Advanced X-Ray imaging for identification of contraband, corrosion or cancer
8 Jan 2013
Manchester University has developed a camera that can be used to take 3D colour X-ray images, in near real-time, without the need for a synchrotron X-ray source.
The X-Ray system developed by Professor Robert Cernik can identify chemicals and compounds such as cocaine, semtex, precious metals or radioactive materials even when they’re contained inside a relatively large object like a suitcase.
In healthcare, the system can be used to detect abnormal tissue types from biopsy samples. In geophysical exploration it could be used to quickly analyse the content of core samples taken from bore holes.
The fact that we can now use this technology in a laboratory setting is a substantial step forward.
In a recent experiment the team used the technology to X-ray a USB dongle that controls webcams.

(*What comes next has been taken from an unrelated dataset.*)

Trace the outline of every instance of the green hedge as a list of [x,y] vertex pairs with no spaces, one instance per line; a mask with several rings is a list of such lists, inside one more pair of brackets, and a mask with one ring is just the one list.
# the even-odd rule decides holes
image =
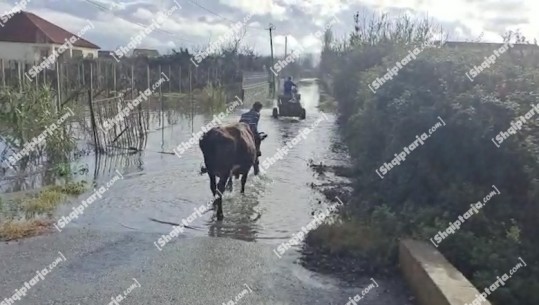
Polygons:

They were able to identify the different elements and components inside the dongle by analysing the energy sensitive radiographs and fluorescence patterns.
The elements or components were highlighted in different colours to clearly identify them to the system operators. In this case the X-ray showed bromine, barium, silver, tin and zirconium.
Professor Cernik said: “The fact that we can now use this technology in a laboratory setting is a substantial step forward.
“When we first developed the idea five years ago we needed the power of a synchrotron to produce the X-Rays. In addition we only had access to silicon based detectors. This is a problem because silicon is a light atom and will not stop the high energy X-rays that come through large objects.
“Now we can achieve the same imaging results with an 80 x 80 pixel camera (made from cadmium zinc telluride) that supports real-time hyperspectral X-ray imaging up to very high energies.
“Current imaging systems such as spiral CAT scanners do not use all the information contained in the X-ray beam. We can use all the wavelengths present to give a colour X-ray image in a number of different imaging geometries.”
As well as providing more information about the object being X-rayed, this new technique also decreases the time it takes to create a three dimensional image.
Rather than building up lots of separate images (mapping), the new system creates the image in one very simple scanning motion which now only takes several minutes.
This has implications for using the X-ray system for medical purposes, as Professor Cernik explained: “The fact the image can be taken at the same time as using more conventional methods and on the same timescale means more information can be gathered from biopsy samples. This will more accurately differentiate between normal and abnormal tissue types reducing mis-diagnosis.”